SCMM: Calibrating Cross-modal Representations for Text-Based Person Search
Jing Liu, Donglai Wei, Yang Liu, Sipeng Zhang, Tong Yang, Wei Zhou, Weiping Ding, Victor C. M. Leung
TL;DR
TBPS requires bridging the semantic gap between images and natural language to locate visually similar individuals using text. The authors propose SCMM, a dual-encoder framework that adds sew calibration with adaptive margins for global cross-modal alignment and a cross-modal decoder-based masked caption modeling for fine-grained word-level correspondences. This combination achieves state-of-the-art Rank-1 performance on CUHK-PEDES (e.g., 73.81% with CLIP pretraining) and substantial gains on ICFG-PEDES and RSTPReID, validated through extensive ablations. The work offers a computationally efficient approach by discarding the decoder during inference while retaining rich cross-modal interaction during training.
Abstract
Text-Based Person Search (TBPS) aims to retrieve target person images from a large-scale gallery using natural language descriptions, posing fundamental challenges in cross-modal representation learning. Existing methods often struggle to bridge the semantic gap between heterogeneous modalities while capturing fine-grained correspondences essential for discriminating visually similar individuals. To address these challenges, we propose Sew Calibration and Masked Modeling (SCMM), a unified framework that calibrates cross-modal representations through complementary learning mechanisms.

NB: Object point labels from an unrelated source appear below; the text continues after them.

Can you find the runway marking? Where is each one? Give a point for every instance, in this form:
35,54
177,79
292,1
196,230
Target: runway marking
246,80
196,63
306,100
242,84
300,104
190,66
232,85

Notably, SCMM introduces two novel components: a sew calibration loss that dynamically aligns image-text features using quality-guided adaptive margins based on textual information density, and a masked caption modeling loss that establishes fine-grained cross-modal correspondences through transformer-based masked prediction. Additionally, the sew calibration mechanism implements bidirectional constraints to effectively compress same-identity features in the shared embedding space, while the masked modeling component leverages a cross-modal decoder to learn word-level visual-textual relationships, enabling discrimination of subtle attribute differences. Our dual-encoder architecture achieves an effective balance between representation capability and computational efficiency by employing a training-only decoder design. Extensive experiments on CUHK-PEDES, ICFG-PEDES, and RSTPReID benchmarks demonstrate that SCMM achieves state-of-the-art performance with Rank1 accuracies of 73.81%, 64.25%, and 57.35%, respectively. Comprehensive ablation studies validate the effectiveness of each proposed component.